Including, for example:

  • The Building Act 1984- saw the introduction of "approved" private building inspectors.
  • Regulatory Reform Order 2001- Labour Government, bringing about the introduction of the RR(FS)O.
  • Legislative and Regulatory Reform Act 2006.

  • Enterprise and Regulatory Reform Act 2013

  • One in, one out policy (For every 1 pound of regulatory burden created, 1 pounds worth had to be removed), introduced by the coalition Government, then amended to One in, Two out and further amended to One in, Three out by the Conservatives.

  • Deregulation Act 2015

It is only right that legislation is reviewed and updated to reflect current requirements; not least to make it easier to understand and reduce any unnecessary financial burdens...but...what we continually see is the influence of big business undermining the hard learned lessons that saw the introduction of many of these regulations to increase profit.

The Grenfell Inquiry hearings point to how this ideology has failed the public and the Fire and Rescue Service.

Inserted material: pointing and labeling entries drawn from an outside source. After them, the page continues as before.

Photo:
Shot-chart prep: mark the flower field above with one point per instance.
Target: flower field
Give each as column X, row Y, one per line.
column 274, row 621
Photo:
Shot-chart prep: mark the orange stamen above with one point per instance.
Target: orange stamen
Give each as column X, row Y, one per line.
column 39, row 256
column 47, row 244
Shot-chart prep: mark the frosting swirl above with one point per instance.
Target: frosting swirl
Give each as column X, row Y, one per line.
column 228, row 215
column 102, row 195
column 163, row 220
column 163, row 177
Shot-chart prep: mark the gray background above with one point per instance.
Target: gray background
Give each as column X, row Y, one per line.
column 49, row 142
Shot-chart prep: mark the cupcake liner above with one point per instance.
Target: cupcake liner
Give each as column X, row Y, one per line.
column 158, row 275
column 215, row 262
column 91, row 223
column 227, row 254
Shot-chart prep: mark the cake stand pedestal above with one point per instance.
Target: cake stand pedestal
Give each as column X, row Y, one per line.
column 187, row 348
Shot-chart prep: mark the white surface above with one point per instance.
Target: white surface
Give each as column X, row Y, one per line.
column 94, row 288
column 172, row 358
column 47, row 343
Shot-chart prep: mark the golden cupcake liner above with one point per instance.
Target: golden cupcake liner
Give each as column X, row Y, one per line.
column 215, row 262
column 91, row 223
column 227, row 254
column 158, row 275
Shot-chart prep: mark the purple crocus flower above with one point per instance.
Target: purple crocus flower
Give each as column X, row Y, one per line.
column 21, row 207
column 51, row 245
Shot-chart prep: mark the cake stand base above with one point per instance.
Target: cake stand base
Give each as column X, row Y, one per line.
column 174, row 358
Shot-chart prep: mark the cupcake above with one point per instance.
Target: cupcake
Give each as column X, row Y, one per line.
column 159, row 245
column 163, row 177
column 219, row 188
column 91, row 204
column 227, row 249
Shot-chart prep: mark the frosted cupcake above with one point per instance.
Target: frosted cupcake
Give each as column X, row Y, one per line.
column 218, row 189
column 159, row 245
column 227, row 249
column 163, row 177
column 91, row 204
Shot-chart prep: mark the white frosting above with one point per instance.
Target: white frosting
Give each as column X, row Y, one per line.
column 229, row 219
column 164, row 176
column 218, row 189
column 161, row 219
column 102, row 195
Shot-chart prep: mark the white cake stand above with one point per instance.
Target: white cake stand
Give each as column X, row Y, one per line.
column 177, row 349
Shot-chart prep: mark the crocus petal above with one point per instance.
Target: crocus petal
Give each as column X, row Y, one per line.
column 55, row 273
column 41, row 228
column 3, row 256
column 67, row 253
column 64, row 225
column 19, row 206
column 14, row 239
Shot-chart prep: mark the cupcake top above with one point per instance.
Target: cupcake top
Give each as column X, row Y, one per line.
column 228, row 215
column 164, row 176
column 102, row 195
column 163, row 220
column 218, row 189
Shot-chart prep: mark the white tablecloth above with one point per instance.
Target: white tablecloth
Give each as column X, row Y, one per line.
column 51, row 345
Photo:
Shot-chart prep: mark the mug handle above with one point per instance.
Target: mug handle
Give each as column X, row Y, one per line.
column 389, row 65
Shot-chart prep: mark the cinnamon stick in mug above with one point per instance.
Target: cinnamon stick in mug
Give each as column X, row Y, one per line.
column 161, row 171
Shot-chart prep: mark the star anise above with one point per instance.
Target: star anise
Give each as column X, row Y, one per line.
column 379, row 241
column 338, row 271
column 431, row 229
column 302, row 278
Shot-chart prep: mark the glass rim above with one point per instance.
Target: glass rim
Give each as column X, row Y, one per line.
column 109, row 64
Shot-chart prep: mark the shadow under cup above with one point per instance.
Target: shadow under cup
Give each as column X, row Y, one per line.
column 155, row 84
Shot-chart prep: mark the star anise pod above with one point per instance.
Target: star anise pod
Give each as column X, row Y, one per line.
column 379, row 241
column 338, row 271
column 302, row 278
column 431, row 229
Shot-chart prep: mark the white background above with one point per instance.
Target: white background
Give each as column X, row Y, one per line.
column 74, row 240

The privatisation of "independent" inspection and testing. Self regulation in the construction industry. Cuts to local Authorities. Consultants and "experts" without the necessary skills or knowledge. Lobbying and influence from businesses with vested interests at the heart of Government....and on, and on.

And meanwhile, another review into the work (and working practices) of the Fire and Rescue Service which will ignore the value we provide the public and society and look for greater "efficiencies" and collaboration to justify our existence. Whilst calls may have reduced, so has the number of staff responding to these calls. As I now meander into retirement, I can't help thinking I've heard it all before.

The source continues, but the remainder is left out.